What if we were to throw that frame of reference, that assumption, out? What if we were to say it is perfectly ok to pursue many parallel lines of work and play as long as they align with a guiding purpose? Isn’t this what the great renaissance men did? Isn’t this how the ancient philosophers approached work and life? Work was about knowledge and thinking and service; it wasn’t until recently that we parsed it up into separate disciplines.
This is the epiphany to me. Being a father, a husband, an endurance athlete, a writer, an entrepreneur and a businessman are not necessarily in competition with each other. Each serves my purpose. In its own way and without one of them I am incomplete.
“What do you secretly want to do? Do it. You can have a breakpoint and reinvent yourself. Sensible people reinvent themselves every ten years.”
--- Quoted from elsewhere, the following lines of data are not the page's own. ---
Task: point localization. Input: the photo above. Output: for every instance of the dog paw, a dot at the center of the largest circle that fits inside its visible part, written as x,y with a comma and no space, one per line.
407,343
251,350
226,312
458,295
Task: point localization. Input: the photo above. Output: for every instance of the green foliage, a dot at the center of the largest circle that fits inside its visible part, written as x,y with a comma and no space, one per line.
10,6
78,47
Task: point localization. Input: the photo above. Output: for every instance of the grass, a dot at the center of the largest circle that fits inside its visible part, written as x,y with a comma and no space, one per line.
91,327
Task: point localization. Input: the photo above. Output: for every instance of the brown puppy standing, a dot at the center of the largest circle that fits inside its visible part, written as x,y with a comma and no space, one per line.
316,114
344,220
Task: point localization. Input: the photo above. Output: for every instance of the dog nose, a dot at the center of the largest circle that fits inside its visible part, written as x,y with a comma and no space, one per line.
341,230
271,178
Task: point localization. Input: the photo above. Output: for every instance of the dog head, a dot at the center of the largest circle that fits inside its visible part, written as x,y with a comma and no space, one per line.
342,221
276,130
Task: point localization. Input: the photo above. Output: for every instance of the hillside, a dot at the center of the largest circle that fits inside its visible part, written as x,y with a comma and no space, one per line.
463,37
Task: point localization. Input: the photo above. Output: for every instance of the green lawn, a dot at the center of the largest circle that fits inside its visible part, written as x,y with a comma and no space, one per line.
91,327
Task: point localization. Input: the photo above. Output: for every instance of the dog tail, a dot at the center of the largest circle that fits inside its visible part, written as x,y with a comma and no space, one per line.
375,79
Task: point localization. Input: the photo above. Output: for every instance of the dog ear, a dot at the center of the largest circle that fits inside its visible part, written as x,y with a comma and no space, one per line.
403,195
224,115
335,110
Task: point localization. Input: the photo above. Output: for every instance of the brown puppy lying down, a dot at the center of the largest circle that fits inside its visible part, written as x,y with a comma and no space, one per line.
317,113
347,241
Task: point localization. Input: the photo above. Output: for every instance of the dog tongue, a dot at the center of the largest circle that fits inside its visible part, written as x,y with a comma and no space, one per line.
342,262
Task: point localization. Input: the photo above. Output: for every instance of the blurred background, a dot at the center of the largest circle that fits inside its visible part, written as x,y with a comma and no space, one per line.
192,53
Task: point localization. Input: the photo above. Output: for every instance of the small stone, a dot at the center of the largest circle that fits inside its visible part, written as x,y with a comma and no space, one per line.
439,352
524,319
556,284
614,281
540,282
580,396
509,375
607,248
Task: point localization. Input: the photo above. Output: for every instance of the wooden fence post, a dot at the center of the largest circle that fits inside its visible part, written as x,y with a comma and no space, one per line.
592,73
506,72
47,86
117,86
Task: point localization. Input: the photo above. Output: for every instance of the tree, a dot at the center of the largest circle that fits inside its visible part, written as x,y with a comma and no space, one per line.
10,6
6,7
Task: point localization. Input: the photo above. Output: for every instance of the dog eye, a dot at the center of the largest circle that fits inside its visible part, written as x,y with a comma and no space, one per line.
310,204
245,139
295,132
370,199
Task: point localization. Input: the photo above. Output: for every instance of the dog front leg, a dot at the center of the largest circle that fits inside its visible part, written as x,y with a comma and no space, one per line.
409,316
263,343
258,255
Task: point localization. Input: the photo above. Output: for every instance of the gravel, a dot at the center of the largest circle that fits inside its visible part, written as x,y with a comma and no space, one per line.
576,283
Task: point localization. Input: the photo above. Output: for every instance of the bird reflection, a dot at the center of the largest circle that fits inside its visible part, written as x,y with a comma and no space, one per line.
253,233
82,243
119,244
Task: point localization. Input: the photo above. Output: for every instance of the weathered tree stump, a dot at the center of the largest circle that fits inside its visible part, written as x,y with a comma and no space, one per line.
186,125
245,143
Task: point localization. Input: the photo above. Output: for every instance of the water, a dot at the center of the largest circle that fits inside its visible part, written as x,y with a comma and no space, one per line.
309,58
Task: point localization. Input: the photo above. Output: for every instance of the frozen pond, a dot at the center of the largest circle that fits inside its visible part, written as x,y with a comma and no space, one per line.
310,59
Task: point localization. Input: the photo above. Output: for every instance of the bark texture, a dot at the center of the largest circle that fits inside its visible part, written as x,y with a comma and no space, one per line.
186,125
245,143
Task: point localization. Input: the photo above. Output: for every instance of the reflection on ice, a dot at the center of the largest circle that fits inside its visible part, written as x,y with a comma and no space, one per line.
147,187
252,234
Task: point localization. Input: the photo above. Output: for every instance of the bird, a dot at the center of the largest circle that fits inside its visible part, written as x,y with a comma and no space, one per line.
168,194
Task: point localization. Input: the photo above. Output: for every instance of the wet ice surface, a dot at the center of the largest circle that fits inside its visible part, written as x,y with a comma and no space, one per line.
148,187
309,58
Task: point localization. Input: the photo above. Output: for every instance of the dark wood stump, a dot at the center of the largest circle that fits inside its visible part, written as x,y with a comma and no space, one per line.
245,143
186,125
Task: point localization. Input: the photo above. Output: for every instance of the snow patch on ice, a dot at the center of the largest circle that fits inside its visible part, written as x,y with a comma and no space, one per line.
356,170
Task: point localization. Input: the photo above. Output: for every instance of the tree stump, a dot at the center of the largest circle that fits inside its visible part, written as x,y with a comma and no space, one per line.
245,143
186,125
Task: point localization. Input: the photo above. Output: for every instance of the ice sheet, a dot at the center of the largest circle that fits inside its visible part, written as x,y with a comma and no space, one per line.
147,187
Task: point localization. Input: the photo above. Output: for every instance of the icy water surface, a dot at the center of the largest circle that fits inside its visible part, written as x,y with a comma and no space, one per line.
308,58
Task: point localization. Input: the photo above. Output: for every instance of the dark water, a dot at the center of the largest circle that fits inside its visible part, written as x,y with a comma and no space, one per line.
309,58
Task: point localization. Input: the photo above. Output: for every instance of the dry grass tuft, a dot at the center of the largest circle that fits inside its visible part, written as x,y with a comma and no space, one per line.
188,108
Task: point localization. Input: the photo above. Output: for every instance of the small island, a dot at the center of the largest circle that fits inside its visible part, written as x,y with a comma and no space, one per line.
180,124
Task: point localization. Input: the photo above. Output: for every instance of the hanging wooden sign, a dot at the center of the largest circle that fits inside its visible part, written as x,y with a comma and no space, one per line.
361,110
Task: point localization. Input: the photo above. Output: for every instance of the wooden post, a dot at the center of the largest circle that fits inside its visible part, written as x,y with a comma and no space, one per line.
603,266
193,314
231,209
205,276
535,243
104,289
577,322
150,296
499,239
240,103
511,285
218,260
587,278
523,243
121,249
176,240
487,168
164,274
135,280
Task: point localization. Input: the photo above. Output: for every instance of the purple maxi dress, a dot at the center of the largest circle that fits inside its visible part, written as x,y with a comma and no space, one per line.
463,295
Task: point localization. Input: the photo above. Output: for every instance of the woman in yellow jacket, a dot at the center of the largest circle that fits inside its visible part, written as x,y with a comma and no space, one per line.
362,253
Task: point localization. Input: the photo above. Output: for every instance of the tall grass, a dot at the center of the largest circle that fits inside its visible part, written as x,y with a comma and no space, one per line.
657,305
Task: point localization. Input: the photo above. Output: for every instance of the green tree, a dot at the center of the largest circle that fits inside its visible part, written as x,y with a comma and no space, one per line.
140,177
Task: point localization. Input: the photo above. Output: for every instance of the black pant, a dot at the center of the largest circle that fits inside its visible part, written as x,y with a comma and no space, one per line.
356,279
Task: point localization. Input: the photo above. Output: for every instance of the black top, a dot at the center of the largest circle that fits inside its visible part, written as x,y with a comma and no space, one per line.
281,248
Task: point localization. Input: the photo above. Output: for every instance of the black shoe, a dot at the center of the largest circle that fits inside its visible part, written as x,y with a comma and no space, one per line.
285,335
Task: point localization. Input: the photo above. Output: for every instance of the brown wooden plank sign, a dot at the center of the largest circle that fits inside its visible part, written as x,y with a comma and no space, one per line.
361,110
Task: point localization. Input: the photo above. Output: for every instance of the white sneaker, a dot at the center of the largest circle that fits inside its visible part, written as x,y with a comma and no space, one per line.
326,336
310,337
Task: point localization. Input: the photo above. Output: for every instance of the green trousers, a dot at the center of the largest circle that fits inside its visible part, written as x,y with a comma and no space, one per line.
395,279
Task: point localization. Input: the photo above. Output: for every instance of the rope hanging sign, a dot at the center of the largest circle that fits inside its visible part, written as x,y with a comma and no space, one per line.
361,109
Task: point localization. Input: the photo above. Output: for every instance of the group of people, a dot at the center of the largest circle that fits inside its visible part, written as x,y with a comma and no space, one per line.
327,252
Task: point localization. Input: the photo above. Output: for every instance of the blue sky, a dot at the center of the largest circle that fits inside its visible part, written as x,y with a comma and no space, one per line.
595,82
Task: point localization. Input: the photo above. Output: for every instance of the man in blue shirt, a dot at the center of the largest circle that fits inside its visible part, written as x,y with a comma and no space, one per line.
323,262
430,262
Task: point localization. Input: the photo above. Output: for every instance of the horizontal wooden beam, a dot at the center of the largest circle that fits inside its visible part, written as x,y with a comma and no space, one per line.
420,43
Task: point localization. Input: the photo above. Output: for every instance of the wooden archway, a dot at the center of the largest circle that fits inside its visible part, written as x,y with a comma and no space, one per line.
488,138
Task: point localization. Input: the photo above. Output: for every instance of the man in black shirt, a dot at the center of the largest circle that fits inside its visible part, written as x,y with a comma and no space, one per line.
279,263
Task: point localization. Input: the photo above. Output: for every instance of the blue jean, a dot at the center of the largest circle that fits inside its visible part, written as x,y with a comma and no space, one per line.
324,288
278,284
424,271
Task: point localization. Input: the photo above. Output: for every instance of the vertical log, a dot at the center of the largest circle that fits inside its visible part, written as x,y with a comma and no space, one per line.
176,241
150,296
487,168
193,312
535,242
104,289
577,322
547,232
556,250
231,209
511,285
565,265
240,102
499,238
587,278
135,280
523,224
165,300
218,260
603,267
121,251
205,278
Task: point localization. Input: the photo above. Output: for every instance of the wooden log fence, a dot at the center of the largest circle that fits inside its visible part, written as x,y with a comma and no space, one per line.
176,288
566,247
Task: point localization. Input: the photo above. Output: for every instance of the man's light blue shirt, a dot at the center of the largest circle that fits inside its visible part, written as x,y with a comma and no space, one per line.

I have been asking the wrong questions. The question is not “Since I should only focus on one thing, what should I be focusing all my life energy on?” The question is “How do these myriad things that I pursue align with my life purpose?” That answer will allow me to balance my portfolio life.
It just feels right.
Finally the book closes by reminding you that when you work for your true calling, the work itself is the reward. You may not be recognized ever for you effort. You do it because it is your calling, not because you expect the world to give a crap.
“…this is the role of work in our lives – not only as a means to make a living, but as a tool to make us into who we were born to be.”
We work to create our legacy, whatever that is. Our legacy is our service to the world. In the end it is about how, by doing what we are called to do, we can make the world a better place because we serve it well.
“Ultimately, we are called to call others; we are given gifts to be given away.”
Don’t get hung up in the results. When you follow your passion and find your purpose there are no results or, more accurately the results don’t matter – they take care of themselves.
“This is the work of an artist who bravely steps into their field with bold aspirations, while recognizing that the work will never be finished.”